La Constitution nord-coréenne institue dans son article 11 une directive similaire :
« La République populaire démocratique de Corée conduira toutes ses activités sous la direction du Parti des travailleurs de Corée. »
Comme l’histoire l’a démontré à maintes reprises, quand l’opposition est absente, c’est la liberté qui disparaît.
Dans son livre de 1840, De la démocratie en Amérique, le célèbre diplomate et historien français Alexis de Tocqueville écrivait :
Je pense donc que l’espèce d’oppression dont les peuples démocratiques sont menacés ne ressemblera à rien de ce qui l’a précédée dans le monde ; … je vois une foule innombrable d’hommes semblables et égaux qui tournent sans repos sur eux-mêmes pour se procurer de petits et vulgaires plaisirs, dont ils emplissent leur âme. Chacun d’eux, retiré à l’écart, est comme étranger à la destinée de tous les autres : ses enfants et ses amis particuliers forment pour lui toute l’espèce humaine ; quant au demeurant de ses concitoyens, il est à côté d’eux, mais il ne les voit pas ; il les touche et ne les sent point ; il n’existe qu’en lui-même et pour lui seul, et s’il lui reste encore une famille, on peut dire du moins qu’il n’a plus de patrie….
Après avoir pris ainsi tour à tour dans ses puissantes mains chaque individu, et l’avoir pétri à sa guise, le souverain étend ses bras sur la société tout entière ; il en couvre la surface d’un réseau de petites règles compliquées, minutieuses et uniformes, à travers lesquelles les esprits les plus originaux et les âmes les plus vigoureuses ne sauraient se faire jour pour dépasser la foule ; il ne brise pas les volontés, mais il les amollit, les plie et les dirige ; il force rarement d’agir, mais il s’oppose sans cesse à ce qu’on agisse ; il ne détruit point, il empêche de naître ; il ne tyrannise point, il gêne, il comprime, il énerve, il éteint, il hébète, et il réduit enfin chaque nation à n’être plus qu’un troupeau d’animaux timides et industrieux, dont le gouvernement est le berger. »
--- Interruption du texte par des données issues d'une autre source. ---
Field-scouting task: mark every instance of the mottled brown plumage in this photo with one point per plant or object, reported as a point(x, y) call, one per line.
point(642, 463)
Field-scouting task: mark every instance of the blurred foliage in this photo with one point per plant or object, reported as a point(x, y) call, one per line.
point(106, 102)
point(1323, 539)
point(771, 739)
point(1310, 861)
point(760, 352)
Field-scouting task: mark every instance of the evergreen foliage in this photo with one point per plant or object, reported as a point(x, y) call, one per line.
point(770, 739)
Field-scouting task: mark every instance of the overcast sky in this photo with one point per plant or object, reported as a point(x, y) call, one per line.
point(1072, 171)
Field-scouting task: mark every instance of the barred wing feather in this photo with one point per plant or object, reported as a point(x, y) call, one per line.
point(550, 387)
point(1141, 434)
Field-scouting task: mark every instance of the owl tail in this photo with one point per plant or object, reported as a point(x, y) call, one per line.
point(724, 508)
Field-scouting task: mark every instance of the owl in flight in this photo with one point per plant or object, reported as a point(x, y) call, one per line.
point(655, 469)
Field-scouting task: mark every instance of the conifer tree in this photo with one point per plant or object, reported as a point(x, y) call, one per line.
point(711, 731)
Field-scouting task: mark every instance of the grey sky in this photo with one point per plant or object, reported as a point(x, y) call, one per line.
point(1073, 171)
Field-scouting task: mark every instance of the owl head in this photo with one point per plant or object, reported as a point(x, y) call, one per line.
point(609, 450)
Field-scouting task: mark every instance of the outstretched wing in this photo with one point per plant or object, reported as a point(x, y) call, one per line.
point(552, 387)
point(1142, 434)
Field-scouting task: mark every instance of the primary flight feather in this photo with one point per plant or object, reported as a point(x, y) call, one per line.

La description de Tocqueville date d’il y a presque deux siècles, mais elle s’applique – de manière effrayante – à l’Europe d’aujourd’hui.
Jiří Payne est un Tchèque conservateur, membre du Parlement européen et du groupe Europe de la liberté et de la démocratie directe. Il a été membre de la Chambre des députés de la République tchèque (1993-2002) et cofondateur et coprésident des Amis de la Judée et de la Samarie au Parlement européen. Il est co-auteur de It Can Work Differently: Searching for an Alternative Arrangement of the Continent (2018) et Stolen Europe (2015).